National Archives of Australia/Australian Historical Association postgraduate scholar, 2015–16
Topic: Modern voices ‒ Women’s speech on Australian radio, 1923‒66
Catherine Horne is a PhD candidate in the School of History at the Australian National University. Her thesis examines women’s speech on Australian radio during the mid-20th century. Her research interests are in feminist history, media history, and Australian culture and society during the 20th century. She is a member of the editorial collective of Lilith: A Feminist History Journal, and is also the editorial assistant for the National Centre of Biography’s journal Using Lives: Essays in Australian Biography and History.
Catherine Horne will investigate women’s speech on Australian radio during its mid-20th century ‘golden age’ through a focus on specific women, including actors, announcers, social activists and politicians, and the programs on which they were heard.
Although historians of Australian speech, radio and modern womanhood have so far largely neglected this topic, a small number of scholars in the United States, Western Europe, and South America have examined the connection between women’s radio speech and public citizenship.
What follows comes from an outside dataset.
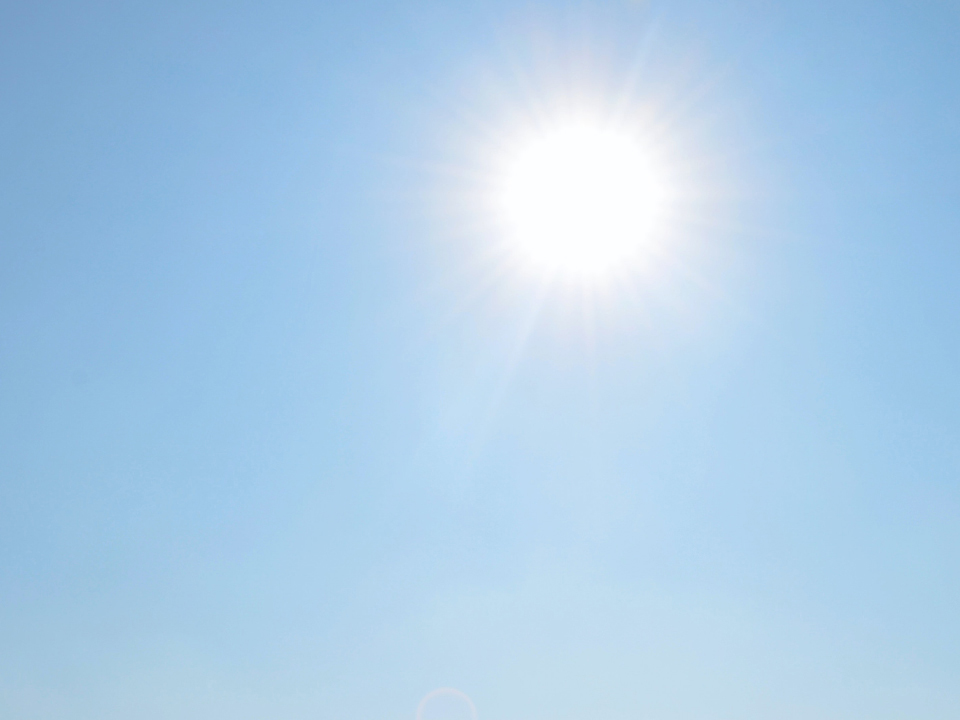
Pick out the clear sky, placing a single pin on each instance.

This study will test the conclusions reached by these international scholars through a focus on the distinctiveness of the Australian experience. Compared with other regions, Australia had a different radio industry, particular experiences of women’s enfranchisement and political participation, and debates about speech.
Catherine Horne is interested in how radio influenced women’s experiences of speaking and attitudes to their voices over this period, and why women’s radio speech styles became a focus of broader debates over modern femininity and women’s public citizenship in Australia. Her hypothesis is that radio enabled the development of particular forms of modern public womanhood defined by speech and sound.